Жена Халевина смотрела на него в ужасе. Этот быстрый, ядовитый и вежливый разговор был ей совершенно непонятен. Решение мужа остаться в осажденном городе не вязалось ни с чем. Ей это казалось скверной шуткой или недоразумением. Только присутствие казначея и капитана Балахонцева мешало ей броситься на шею мужу и расплакаться. А муж ее улыбался хитро и тонко, как человек, задумавший очень важное и выгодное для себя дело.
— Да, ваша жена вряд ли вам будет благодарна за сие, — сказал Пунин.
Он вдруг подошел к Халевину и взял его за пуговицу.
— Жертвовать своей головой — дело не трудное и хитрости здесь большой нет. Надо же, однако, сударь, чтобы самая жертва обстоятельствами оправдана была.
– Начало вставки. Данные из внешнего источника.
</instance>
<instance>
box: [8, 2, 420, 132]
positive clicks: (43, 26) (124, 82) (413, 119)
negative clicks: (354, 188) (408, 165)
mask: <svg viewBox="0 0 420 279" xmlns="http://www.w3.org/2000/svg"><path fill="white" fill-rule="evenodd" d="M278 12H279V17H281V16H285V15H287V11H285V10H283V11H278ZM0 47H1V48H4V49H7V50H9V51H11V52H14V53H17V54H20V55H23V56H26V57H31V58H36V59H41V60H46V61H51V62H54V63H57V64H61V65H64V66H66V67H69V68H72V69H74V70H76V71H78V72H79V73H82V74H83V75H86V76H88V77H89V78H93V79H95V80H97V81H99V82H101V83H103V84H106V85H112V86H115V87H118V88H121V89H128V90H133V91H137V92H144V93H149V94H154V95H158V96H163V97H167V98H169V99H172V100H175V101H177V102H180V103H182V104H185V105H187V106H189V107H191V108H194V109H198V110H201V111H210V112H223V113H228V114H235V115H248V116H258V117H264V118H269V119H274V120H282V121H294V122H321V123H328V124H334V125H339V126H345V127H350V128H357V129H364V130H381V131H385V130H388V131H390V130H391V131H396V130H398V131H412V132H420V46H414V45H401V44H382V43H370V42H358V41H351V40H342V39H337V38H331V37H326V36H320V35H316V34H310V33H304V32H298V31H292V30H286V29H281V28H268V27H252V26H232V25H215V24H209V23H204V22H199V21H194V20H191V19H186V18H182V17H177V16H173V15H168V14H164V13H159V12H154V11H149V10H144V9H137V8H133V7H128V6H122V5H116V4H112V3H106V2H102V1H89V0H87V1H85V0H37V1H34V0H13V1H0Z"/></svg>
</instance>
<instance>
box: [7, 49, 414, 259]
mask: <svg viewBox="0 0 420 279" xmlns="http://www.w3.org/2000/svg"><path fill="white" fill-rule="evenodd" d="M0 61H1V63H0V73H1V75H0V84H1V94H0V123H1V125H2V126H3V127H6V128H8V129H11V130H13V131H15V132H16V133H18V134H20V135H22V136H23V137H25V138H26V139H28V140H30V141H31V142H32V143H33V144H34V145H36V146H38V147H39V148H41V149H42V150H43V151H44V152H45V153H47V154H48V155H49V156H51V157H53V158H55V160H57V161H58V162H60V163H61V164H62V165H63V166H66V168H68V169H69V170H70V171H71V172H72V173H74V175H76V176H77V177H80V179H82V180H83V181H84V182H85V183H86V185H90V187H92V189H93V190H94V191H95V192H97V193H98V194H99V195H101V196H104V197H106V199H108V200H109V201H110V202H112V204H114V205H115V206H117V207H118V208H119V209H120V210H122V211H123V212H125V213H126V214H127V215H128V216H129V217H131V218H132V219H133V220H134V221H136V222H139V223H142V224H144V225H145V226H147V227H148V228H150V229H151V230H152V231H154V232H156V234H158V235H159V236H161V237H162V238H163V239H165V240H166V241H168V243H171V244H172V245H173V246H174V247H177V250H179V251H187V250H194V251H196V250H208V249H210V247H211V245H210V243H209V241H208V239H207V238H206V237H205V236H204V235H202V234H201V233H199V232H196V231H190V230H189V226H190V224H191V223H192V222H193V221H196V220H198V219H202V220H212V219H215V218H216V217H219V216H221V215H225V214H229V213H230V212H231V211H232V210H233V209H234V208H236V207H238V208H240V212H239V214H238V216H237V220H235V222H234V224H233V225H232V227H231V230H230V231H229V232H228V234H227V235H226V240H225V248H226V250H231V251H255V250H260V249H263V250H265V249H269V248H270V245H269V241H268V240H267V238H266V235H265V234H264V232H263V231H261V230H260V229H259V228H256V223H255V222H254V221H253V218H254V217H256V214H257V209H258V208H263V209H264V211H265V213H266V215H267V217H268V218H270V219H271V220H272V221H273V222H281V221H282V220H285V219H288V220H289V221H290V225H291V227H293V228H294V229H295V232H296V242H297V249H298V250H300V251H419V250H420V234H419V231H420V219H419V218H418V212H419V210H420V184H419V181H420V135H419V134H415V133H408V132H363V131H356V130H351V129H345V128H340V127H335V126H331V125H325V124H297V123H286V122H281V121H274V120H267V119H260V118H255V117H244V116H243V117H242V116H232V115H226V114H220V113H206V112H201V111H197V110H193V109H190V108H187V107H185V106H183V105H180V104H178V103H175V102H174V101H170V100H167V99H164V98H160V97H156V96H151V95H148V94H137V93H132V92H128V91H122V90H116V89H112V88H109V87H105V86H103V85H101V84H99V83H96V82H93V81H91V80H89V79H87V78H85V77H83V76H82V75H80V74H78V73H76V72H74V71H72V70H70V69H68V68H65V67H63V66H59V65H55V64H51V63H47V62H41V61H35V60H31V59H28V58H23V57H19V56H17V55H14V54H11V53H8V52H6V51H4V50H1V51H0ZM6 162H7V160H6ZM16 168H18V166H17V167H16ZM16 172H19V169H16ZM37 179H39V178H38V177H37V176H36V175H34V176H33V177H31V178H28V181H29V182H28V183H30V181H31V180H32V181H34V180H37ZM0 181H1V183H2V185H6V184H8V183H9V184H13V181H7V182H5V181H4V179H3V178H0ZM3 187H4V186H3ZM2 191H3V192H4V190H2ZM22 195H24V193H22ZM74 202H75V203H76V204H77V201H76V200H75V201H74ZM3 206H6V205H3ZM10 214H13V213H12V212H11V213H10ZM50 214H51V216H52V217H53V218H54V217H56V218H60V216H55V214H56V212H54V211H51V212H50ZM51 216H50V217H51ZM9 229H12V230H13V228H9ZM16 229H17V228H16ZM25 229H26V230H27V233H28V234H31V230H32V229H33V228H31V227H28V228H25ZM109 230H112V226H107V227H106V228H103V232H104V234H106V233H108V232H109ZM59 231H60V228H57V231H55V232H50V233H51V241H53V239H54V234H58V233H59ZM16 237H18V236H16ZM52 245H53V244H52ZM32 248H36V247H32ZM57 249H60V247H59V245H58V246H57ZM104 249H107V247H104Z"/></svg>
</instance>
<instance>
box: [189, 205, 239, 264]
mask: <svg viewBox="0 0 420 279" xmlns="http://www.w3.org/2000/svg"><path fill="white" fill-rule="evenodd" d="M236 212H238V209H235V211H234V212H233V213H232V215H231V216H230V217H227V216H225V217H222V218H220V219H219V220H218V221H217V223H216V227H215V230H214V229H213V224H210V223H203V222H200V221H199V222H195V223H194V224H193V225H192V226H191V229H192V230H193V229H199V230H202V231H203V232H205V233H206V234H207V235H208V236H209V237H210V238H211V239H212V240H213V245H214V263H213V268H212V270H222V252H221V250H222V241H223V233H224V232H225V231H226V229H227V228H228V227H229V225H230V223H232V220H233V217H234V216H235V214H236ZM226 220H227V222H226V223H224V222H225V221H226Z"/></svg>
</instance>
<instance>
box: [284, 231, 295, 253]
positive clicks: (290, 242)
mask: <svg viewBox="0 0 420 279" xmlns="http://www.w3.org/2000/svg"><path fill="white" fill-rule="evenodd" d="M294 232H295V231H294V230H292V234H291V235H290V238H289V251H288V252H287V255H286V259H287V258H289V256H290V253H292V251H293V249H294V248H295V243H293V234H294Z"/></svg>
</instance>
А вы, — зачем вы здесь, сударь, остаетесь? Какая из сего государственная польза проистечь может?
— Такая, — сказал Халевин с ясной улыбкой, — что дворянство и офицерство увидит, на что человек и незнатного рождения решиться может. Поезжайте к Бибикову и скажите ему...
— Но слушайте, — крикнул Балахонцев, окончательно сбитый с толку, знаете ли вы, что вы меня подводите, что вы меня, неведомо почему, сим вашим поступком, диким и неразумным, в яму толкаете?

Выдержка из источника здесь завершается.